In my experience, things that have undergone more testing generally tend to have better performance. NIST tests the devices, algorithms, policy, etc. They don't wave a magic wand that makes it more secure or take a payoff to say it is just compliant as you state. Saying that no security measure is 100% to prove a point is gutless. Of course it isn't, but a security plan with more thought and research is more effective at meeting it's goals than none. Have countries outlawed iphone because the encryption is too difficult for government agencies to tackle? If it is so easy, why does this happen? Maybe you can link some examples and educate us. I am often wrong and would like some help if this is the case. I find a lot of youtube videos showing any idiot how to break in to any iphone OS version, where are the videos for Blackberry? I for one feel more comfortable having grandmas's ssn on some doctors blackberry than his iphone. Judging from your other flamebait comments, I think I am wasting my keystrokes here.

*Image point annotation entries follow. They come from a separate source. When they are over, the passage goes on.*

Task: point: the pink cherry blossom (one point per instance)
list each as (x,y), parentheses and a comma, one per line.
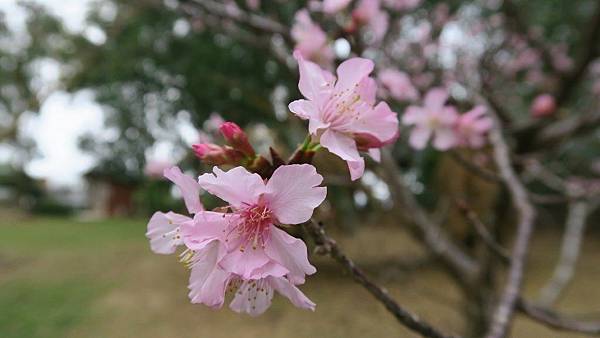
(253,4)
(164,229)
(334,6)
(311,40)
(209,283)
(543,105)
(433,120)
(472,126)
(342,113)
(398,85)
(254,247)
(213,123)
(402,4)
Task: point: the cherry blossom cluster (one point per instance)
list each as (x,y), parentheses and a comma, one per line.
(439,122)
(241,250)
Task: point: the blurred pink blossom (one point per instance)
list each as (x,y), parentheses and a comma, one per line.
(334,6)
(311,40)
(398,85)
(342,113)
(543,105)
(164,229)
(434,120)
(472,127)
(402,4)
(253,4)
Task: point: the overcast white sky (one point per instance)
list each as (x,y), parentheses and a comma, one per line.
(63,117)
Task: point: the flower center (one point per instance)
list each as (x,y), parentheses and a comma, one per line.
(343,106)
(254,226)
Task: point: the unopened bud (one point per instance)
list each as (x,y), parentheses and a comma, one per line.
(210,153)
(543,105)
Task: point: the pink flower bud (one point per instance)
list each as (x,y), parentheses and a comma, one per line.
(237,138)
(543,105)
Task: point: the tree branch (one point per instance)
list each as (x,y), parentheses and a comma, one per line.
(556,320)
(505,309)
(519,25)
(425,230)
(328,246)
(251,20)
(569,253)
(483,232)
(590,43)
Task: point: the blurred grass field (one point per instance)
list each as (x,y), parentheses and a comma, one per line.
(64,278)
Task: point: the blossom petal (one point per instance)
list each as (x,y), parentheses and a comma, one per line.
(444,139)
(314,83)
(291,253)
(253,297)
(163,232)
(340,144)
(206,227)
(287,289)
(351,72)
(375,154)
(367,90)
(304,109)
(247,263)
(237,186)
(380,122)
(293,193)
(413,115)
(207,280)
(357,169)
(190,189)
(307,110)
(419,137)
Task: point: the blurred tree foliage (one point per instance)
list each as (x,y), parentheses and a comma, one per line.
(21,55)
(155,68)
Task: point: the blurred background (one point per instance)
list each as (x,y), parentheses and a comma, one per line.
(97,97)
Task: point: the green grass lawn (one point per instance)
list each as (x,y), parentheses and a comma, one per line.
(63,278)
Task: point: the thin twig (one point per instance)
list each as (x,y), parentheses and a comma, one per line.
(328,246)
(251,20)
(474,168)
(421,226)
(557,321)
(569,253)
(538,313)
(504,311)
(519,25)
(483,232)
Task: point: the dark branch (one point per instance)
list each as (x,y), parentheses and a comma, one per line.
(519,25)
(474,168)
(422,227)
(483,232)
(328,246)
(505,309)
(590,43)
(238,15)
(556,320)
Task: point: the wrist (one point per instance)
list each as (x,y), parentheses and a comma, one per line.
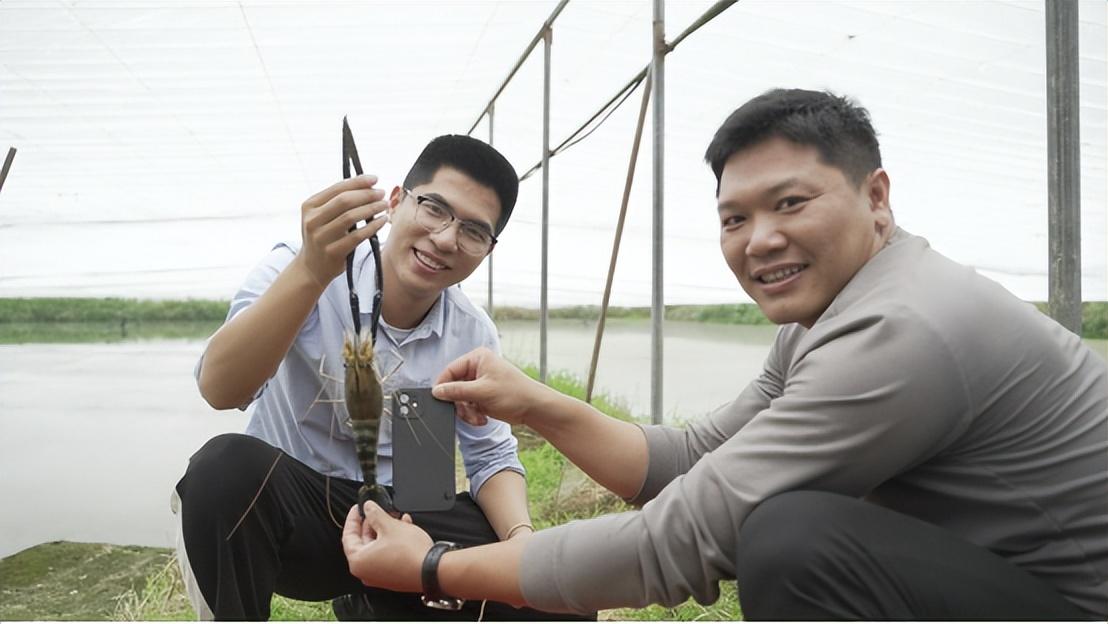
(429,576)
(305,274)
(522,529)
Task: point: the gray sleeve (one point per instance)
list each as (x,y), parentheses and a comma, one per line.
(850,417)
(259,279)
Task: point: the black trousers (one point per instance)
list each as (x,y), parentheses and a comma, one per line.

Comment Re:Nothing (Score 1) 107

I disagree with most of the comments here. In my opinion the solution is to continue to use Blackberry and ban iphone, google and MS phones from uses that require security. The nice folks at NIST regularly test Blackberry systems and they continue to pass over and over earning the magic FIPS140-2 certification. Throwing your arms up and screaming "screw it" indicates you are either joking or having a nervous breakdown and need to step down from your IT post. Layered defenses are effective because no one layer may be completely trusted. You have to make the best decision you can per layer and move on. In this situation it is easy. Continue to use only FIPS-140 approved devices. The encryption, security and central management on Blackberry is a lot better than the (none) on the other platforms.

Comment Re:Were they.. (Score 2) 60

At a large University, Windows XP licenses are trivally cheap. I believe at my last job $5. If you tell them you are running an experiment like this, it is even cheaper. People give M$ a bad rap on licensing. A lot of times it is cheaper than Red Hat when you have a number of computers.

Comment In related news, seti@home scores are 10x faster (Score 1) 228

Somehow they took my boring news of Moores's law - My seti@home and primegrid stats are moving 10x faster with my new laptop's gpu. They turned that into - IN THE FUTURE COMPUTERS MIGHT BE REALLY FAST AND MELT YOUR 1960s PASSWORD! It isn't exciting. Quantum computing will come with both encryption and decryption. Nobody cares what it does to your password from 15 years ago.